Daniel Lurch, manager of the JSS Sustainable Equity - Strategic Materials at J. Safra Sarasin
The conflict in the Middle East and a potential oil shock could support the European mining and metals sector in the short term. Aluminum represents a special case. The Middle East accounts for 8-9% of global production, with Qatar, the United Arab Emirates, and Bahrain among the main producers. Since smelting operations depend on a stable gas supply, imported alumina, and open export routes, any disruption in the Strait of Hormuz could lead to a contraction in supply. Restarting idle capacity, estimated at nearly 1 million tonnes in Europe, could take 6 to 12 months, which would benefit European producers. This could limit a rapid supply response, in addition to possible plant shutdowns in the Middle East.

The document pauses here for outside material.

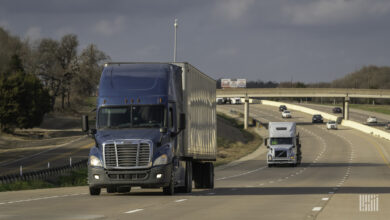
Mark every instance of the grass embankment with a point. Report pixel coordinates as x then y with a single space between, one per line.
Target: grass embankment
233 148
75 178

Copper could also benefit from price support. Mines in the Democratic Republic of Congo and Zambia partly rely on imported sulfur to produce sulfuric acid, a key leaching agent used in processing oxidized ores. The Middle East accounts for around 20-25% of global sulfur production. Copper prices could rise due to supply disruptions, favoring diversified European mining companies.
Another sector that could benefit is fertilizers. Iran and Gulf countries are among the main exporters of ammonia and urea. Rising gas prices, a critical cost factor accounting for about 70-80% of ammonia production costs, along with logistical challenges could reduce exports and improve margins for European producers.
In the long term, this situation improves the outlook for gold demand. In the short term, a strong dollar may weigh on prices. However, geopolitical risks tend to push central banks to accelerate diversification into gold reserves, with purchases in recent years exceeding 1,000 tonnes annually.